Modern software development is sometimes colourfully described as being similar to firing tracer bullets at a target. Rather than spending time doing a lot of research, design and specification up front, the smallest, simplest version of the software is built and the feedback gathered from its use is used to improve the next version. Being able to continuously integrate, test and deploy software means that we can make this feedback loop incredibly tight but because the same engineers are developing the software and the tests we constantly have to think carefully about the testing investments we make and their opportunity costs.
Software engineers allow themselves to use knowledge of how the software works to pick good white box tests. They rely on code reviewers to catch important test cases that they’ve missed. They rely on unit tests to exercise pathological cases which are hard to exercise in end-to-end or integration tests. They use bugs discovered in previous releases to inform tests cases developed for the next. The goal is to ensure that the next version of the software provides feedback on how close it is to the target rather than just exploding on impact.
The decisions around which tests to write are hard because tests have costs. They take time to write and maintain and need to be changed and updated along with the software they test. What would happen if some or all of the tests could be free?
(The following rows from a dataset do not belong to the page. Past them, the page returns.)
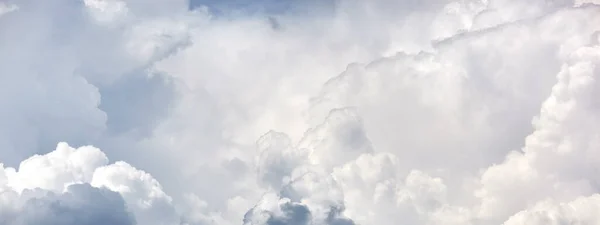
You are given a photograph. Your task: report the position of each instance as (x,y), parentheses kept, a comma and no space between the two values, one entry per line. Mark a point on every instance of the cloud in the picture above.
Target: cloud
(354,112)
(80,204)
(75,186)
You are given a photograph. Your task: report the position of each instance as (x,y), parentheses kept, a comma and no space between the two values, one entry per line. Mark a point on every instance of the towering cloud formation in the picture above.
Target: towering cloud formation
(352,112)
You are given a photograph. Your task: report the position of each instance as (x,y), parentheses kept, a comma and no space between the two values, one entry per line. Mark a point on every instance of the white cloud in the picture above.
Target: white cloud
(374,112)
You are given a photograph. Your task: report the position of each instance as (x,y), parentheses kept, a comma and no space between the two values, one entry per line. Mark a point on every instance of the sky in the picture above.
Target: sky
(345,112)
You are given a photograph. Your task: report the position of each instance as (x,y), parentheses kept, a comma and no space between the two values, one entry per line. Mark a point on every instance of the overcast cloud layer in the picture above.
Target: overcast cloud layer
(347,112)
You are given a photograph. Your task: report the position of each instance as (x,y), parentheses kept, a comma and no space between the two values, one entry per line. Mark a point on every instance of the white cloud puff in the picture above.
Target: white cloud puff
(438,112)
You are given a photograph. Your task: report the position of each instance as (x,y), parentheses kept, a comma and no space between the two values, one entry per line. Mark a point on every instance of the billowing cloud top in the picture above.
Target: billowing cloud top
(349,112)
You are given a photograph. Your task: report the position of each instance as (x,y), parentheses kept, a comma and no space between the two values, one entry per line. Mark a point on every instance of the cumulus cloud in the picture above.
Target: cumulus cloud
(336,112)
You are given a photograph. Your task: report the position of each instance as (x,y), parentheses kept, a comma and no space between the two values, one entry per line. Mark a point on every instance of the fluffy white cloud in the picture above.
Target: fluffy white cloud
(364,112)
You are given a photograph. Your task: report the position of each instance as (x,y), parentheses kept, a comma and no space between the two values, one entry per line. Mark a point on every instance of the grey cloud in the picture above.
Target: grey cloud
(81,204)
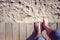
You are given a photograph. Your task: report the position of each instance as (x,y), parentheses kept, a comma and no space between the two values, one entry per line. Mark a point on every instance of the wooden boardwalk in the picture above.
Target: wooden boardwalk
(21,31)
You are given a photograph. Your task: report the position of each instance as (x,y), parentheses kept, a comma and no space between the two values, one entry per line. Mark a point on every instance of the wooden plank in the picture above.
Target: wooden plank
(2,31)
(8,31)
(15,31)
(22,31)
(30,30)
(52,25)
(58,26)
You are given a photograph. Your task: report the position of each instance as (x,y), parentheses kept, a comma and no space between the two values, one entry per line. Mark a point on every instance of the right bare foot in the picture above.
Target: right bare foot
(45,22)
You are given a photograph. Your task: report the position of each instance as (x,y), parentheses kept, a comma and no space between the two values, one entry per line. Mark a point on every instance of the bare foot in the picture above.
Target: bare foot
(37,29)
(45,22)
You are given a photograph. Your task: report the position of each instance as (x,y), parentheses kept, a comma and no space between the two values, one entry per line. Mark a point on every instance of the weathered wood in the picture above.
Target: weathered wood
(58,26)
(2,31)
(22,31)
(30,29)
(15,31)
(8,31)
This question has tantalised computer scientists since Turing’s work on the halting problem in the 1930s and while academic progress has been made, tools based on that work have tended to either only work on small codebases; perform trivial analysis; generate a high percentage of false positives; produce difficult to understand reports or impose other overheads on the development process that make the resulting testing pretty far from free. As a result while we theoretically know how to do sophisticated analysis, in practice we tend to rely mostly on linters doing trivial checks alongside automated tests which check a handful of paths through the software written by engineers.
So it was wonderful when my mixture of hope, anticipation and scepticism gave way to delight when the Infer static analyser delivered on the promise of useful, non-trivial static analysis at Facebook. While Infer currently only reports on a small subset of the errors that it can detect, for those classes of errors Infer’s output is generally as useful as seeing a failing test case: Infer’s 80% fix rate on the non-trivial bugs it finds and reports on is extraordinary in an environment like Facebook’s.
Infer and tools like it won’t completely replace test cases written by engineers. To paraphrase Cristiano, without application specific information, no formula will be able to determine whether a piece of software is working as intended. As a companion to test suites though, static analysis will be transformative. It’s likely that sophisticated static analysers will soon be used by everyone from the smallest software engineering teams to the biggest tech companies. When high quality tests are free, why wouldn’t you run them?
Working with Infer in production at Facebook over the last year has been like living in the future. It has changed the way I think about testing and about the testing investments that should be made. I’m incredibly excited to see its public release as an open source tool that can be used by everyone and very grateful to have been able to help distribute this future more widely.